えくすとら! その四十一 からかわれ上手の彩音ちゃん。もしくは単純令嬢彩音様
先日、なろうコンの最終選考通過発表がありました。本作も応募しており、二次選考通過していましたが、残念ながら最終選考は通過出来ませんでした。応援して下さった皆様、ありがとうございました&申し訳ございませんでした。正直、すげー悔しいし残念ですが、言っても仕方ないので今後とも精進します。あー……マジで残念!! 書籍化して可愛い彩音ちゃんとか見たかったのに!!w
「……なんで居るの、お前ら?」
アラウンド・ワンの前に居た涼子と明美の二人。少しだけ驚きながら、そんな声を掛ける俺に、明美と涼子は顔をくっ付けてひそひそ話を始める。おい、それ、感じ悪いぞ?
「……本当に来ましたね、涼子さん」
「だって浩之ちゃんと彩音ちゃんだもん。直ぐにデートに誘いたい浩之ちゃんと、どうせ乙女チックなデートに憧れてる彩音ちゃんだよ? 『ゆうえんちとか、いこうぜー』『ろまんちっくなでーとが、したーい。いくばしょとか、いっしょにかんがえたーい』『そっか……でも、おれはいますぐでーとにいきたーい』『ひろゆき……』『……それじゃ、あらうんどわんでも、いこうぜ~』みたいな会話が有ったに決まってるじゃん。行動パターンなんてすぐ分かるよ~」
「……流石、涼子さん……! 貴方に付いて来て正解です! 浩之さん検定一級を差し上げます!」
「ごめん、明美ちゃん。私、多分試験を作る方の人だよ~」
「……」
「……」
話は終わったのか、明美と涼子がこちらに向き直り。
「……コホン。偶然ですね、浩之さん」
「……誤魔化し方が雑じゃね!?」
「っていうか、さっきの会話の流れはなんなの、涼子さん!? なに? どっかで聞いてたの!?」
衝撃を覚える俺と彩音。そんな彩音に、涼子はにっこりと微笑み。
「まあ、大体分かるよ~彩音ちゃん。何年の付き合いだと思ってるの、浩之ちゃんと私」
「ひ、浩之はともかく……わ、私の考えは分からないでしょう!!」
「……」
「……な、なによ……」
「その……彩音ちゃんは……」
少しだけ気まずそうに眼を逸らし。
「……結構、単純だから」
「あぅ」
彩音が膝から崩れ落ちた。衛生兵! えいせいへーい!
「……生まれてから初めての評価よ、私の評価で……」
「ご、ごめんって! その、馬鹿にしてるわけじゃなくて……いい意味! いい意味で!」
「……それ、無理が無いか?」
つうかさっき、『どうせ乙女チックなデートに憧れる』とか言ってたじゃん。まあ、それはともかく。
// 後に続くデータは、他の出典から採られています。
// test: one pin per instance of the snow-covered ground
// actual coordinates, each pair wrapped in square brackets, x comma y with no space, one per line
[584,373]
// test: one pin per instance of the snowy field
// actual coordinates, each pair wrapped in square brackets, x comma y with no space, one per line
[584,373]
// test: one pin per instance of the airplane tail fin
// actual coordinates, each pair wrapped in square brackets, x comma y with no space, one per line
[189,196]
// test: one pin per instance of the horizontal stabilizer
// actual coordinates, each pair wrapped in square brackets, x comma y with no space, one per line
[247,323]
「……なんでいるんだよ、お前まで。京都じゃねーのか?」
「昨日の晩、おじ様から電話が掛かって来ましたので」
「親父から?」
「はい。『浩之、明日彩音ちゃんデートに行くと思う』と」
「……親父」
「ちなみに伝言です。『べ、別にへそくり取られて拗ねてる訳じゃないからね! お母さんに意趣返ししたい訳でも無いからね! た、ただ……障害があった方が良いと思っただけだから!』との事です」
「……色々言いたい事はあるが……取り敢えず、なんだそのセリフ回し」
「一字一句、違わずに伝えて欲しい、と」
「……分かった。知ってたけど、ウチの親父はバカだ」
高校生の息子と娘がいるおっさんがツンデレキャラとか誰得だよ、おい。
「……んで?」
「それを聞いては居ても経っても居られませんしね。直ぐに涼子さんに電話をしました。それで」
「始発で来た明美ちゃんと駅で待ち合わせして此処まで直行したんだよ~」
明美の言葉を引き取る様に、言葉を継ぐ涼子。マジかよ。すげーな、その行動力。
「……それで? なんだ?」
少しだけ瞳の険を増して、俺は隣にいる彩音の肩を抱き寄せる。『ひ、浩之!?』なんて彩音が言いながら、頬を朱に染める。そんな彩音に笑みを浮かべて再び視線を涼子と明美、二人に戻して。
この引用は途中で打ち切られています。